The existing UK guidelines specify booster doses to people aged 50

vaccine representational Representational image

The panel advising the UK government on COVID vaccinations on Monday announced the booster programme should be extended to all persons aged 40 and above.

The Joint Committee on Vaccination and Immunisation (JCVI) said the booster dose should be given six months after the second dose.

The existing UK guidelines specify booster doses, six months after the second dose, to people aged 50 and above or people who are vulnerable to COVID, in addition to frontline workers and health workers.

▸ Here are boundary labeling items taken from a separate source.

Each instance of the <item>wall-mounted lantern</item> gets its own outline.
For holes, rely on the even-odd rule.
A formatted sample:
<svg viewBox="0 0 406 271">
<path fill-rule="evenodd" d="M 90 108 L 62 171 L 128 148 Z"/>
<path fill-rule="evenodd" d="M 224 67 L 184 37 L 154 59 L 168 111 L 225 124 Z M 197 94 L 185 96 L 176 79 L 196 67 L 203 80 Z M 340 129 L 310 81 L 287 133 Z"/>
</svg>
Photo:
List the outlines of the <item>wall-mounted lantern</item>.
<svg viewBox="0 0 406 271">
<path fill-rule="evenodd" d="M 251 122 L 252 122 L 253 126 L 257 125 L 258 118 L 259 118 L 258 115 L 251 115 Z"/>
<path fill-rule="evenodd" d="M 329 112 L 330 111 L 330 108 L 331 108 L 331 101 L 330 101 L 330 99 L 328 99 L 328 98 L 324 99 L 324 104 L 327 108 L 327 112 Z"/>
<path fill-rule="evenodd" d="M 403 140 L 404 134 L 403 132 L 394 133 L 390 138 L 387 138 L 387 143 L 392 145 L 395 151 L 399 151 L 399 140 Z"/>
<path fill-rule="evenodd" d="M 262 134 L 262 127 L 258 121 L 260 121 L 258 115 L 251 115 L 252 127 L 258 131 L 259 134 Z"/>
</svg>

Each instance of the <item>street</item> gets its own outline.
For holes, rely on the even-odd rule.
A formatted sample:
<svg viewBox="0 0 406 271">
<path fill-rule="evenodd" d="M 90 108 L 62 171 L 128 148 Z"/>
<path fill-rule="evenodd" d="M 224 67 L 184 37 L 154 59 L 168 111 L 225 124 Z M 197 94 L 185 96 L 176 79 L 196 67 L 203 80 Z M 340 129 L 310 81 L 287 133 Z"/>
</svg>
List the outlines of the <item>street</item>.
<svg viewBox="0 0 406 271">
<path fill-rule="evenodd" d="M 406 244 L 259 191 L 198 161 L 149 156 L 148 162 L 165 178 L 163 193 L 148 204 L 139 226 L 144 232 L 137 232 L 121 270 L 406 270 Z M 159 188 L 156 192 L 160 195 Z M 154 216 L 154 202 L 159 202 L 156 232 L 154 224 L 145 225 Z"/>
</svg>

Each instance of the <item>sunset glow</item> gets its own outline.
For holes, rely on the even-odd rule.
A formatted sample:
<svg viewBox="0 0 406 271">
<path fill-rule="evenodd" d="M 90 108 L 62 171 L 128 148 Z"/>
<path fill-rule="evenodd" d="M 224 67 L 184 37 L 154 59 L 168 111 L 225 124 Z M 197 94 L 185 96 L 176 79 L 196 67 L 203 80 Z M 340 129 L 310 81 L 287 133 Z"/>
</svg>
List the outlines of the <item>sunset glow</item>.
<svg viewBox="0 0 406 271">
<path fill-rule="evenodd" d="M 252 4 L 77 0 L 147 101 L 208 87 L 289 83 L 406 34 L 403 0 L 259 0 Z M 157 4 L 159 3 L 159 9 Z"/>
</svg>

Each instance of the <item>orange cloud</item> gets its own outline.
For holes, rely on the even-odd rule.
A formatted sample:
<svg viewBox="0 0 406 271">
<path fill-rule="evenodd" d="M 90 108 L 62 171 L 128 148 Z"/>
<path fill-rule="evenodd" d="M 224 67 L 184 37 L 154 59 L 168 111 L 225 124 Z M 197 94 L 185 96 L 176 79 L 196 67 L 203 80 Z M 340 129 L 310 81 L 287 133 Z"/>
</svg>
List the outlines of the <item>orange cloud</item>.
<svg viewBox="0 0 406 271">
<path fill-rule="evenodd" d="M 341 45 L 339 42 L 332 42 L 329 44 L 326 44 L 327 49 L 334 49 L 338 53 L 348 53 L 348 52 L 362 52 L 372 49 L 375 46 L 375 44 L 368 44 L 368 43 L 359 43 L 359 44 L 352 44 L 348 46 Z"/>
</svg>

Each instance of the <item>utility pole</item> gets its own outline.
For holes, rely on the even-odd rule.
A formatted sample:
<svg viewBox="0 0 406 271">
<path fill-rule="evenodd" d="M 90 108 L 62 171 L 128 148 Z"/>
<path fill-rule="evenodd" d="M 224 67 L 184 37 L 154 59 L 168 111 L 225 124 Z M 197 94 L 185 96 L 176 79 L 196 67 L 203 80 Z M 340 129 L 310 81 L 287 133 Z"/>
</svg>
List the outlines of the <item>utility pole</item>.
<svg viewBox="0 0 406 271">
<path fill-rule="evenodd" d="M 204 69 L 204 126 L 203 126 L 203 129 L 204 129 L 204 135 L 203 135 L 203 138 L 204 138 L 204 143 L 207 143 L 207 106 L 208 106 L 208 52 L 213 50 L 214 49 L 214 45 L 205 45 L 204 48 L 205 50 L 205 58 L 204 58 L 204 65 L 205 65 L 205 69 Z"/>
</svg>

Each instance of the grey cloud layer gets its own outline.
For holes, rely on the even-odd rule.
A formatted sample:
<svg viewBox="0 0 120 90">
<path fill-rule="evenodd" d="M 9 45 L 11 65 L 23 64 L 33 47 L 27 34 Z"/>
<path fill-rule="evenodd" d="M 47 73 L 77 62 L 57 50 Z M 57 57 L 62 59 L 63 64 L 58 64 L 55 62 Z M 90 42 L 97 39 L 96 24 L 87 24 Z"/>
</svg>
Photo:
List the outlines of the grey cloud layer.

The JCVI said people should be offered the Pfizer or Moderna jab as a booster, irrespective of which vaccine they received earlier.

The Guardian reported ministers “see the extension of boosters as a key element in efforts to mitigate the impact of COVID over the winter, with the number of booster jabs now picking up after a slow start”. The UK has administered 12.6 million booster doses to date.

Conservative party chairman Oliver Dowden told Sky News, “If you get the booster when the call comes, that is the biggest wall of defence that we have against COVID. I am confident that if we stick the course, people take the boosters when they are asked to do so, that vaccine wall will hold up and we will be able to have a decent Christmas this year.”

The JCVI also advised that teenagers in the 16-17 age group should take the second dose of the Pfizer vaccine.